Johnny Clem a neuf ans et en cette année 1861 il s'ennuie chez lui à Newark. Sa mère est morte il y a peu et sa belle-mère ne le supporte pas, alors Johnny rêve d'ailleurs. Mais c'est alors que quelques États du sud décident de faire sécession et de quitter l'Union. Lincoln mobilise les hommes et décide de combattre cette Confédération. La foule enthousiaste accueille cette nouvelle, prête à en découdre avec les Sudistes et à leur donner une bonne leçon.
Emporté par cet engouement, Johnny s'est enfin trouvé un but, il rejoint les volontaires pour s'engager. Tout d'abord refusé et moqué, il va s'accrocher à une troupe de soldats, rendre de multiples services et finir par devenir leur mascotte. Sa rencontre avec un tambour d'un autre régiment va changer son destin. Il devient tambour et va participer à la bataille de Shiloh où il y gagnera son surnom de Johnny Shiloh. C'est après ça qu'il devient enfin un soldat et qu'il obtiendra la gloire lors d'une autre bataille en abattant un colonel confédéré qui voulait le tuer.
Nommé sergent, il devient une légende pour l'Union, un exemple pour les hommes.
Ce personnage est assez extraordinaire, volontaire à neuf ans, sergent à treize ans, il est devenu un héros national, un symbole de l'engagement pour le président Lincoln qu'il vénérait. Cette bande dessinée nous montre cette ascension mais aussi l'envers du décor. Les carnages des batailles de la guerre de Sécession, les amis perdus, les traumatismes des blessés et survivants et la peur omniprésente d'y laisser sa peau. Mais aussi cette haine viscérale entre le Sud et le Nord, laissant encore des traces aujourd'hui. En lisant cette aventure, on ne peut penser qu'à la situation actuelle aux États-Unis, cette société fracturée en deux et ces partis qui ne se parlent plus.
Ses faits d'armes ne sont pas nombreux et l'on comprend que ce sont l'armée et les journalistes qui ont glorifié cet enfant afin d'utiliser son image. Ceci finira d'ailleurs par se retourner contre eux. On peut louer le courage de ce gamin, qui affrontera les balles sur les champs de bataille, mais avait-il pleinement conscience de ce qu'il se passait ? Cette bande dessinée ne nous l'apprend pas.

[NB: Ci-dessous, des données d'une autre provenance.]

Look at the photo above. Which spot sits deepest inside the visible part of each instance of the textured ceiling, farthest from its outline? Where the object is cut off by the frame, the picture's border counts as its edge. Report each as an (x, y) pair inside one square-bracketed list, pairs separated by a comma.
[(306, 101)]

Le style des dessins est plutôt classique et l'histoire manque d'un peu de souffle. On sent que les auteurs ont hésité sur la façon de raconter le destin de Johnny Clem, partagés entre raconter la vie d'un personnage incroyable et l'absurdité d'engager un enfant sur les champs de bataille et de le montrer en exemple. Cela aurait été aussi intéressant de suivre sa vie plusieurs années après la guerre, pour voir comment cela a impacté sa vie.
Toutefois, cette histoire nous en apprend beaucoup sur le contexte du déclenchement de la guerre et les premières batailles, ainsi que sur l'état d'esprit des belligérants.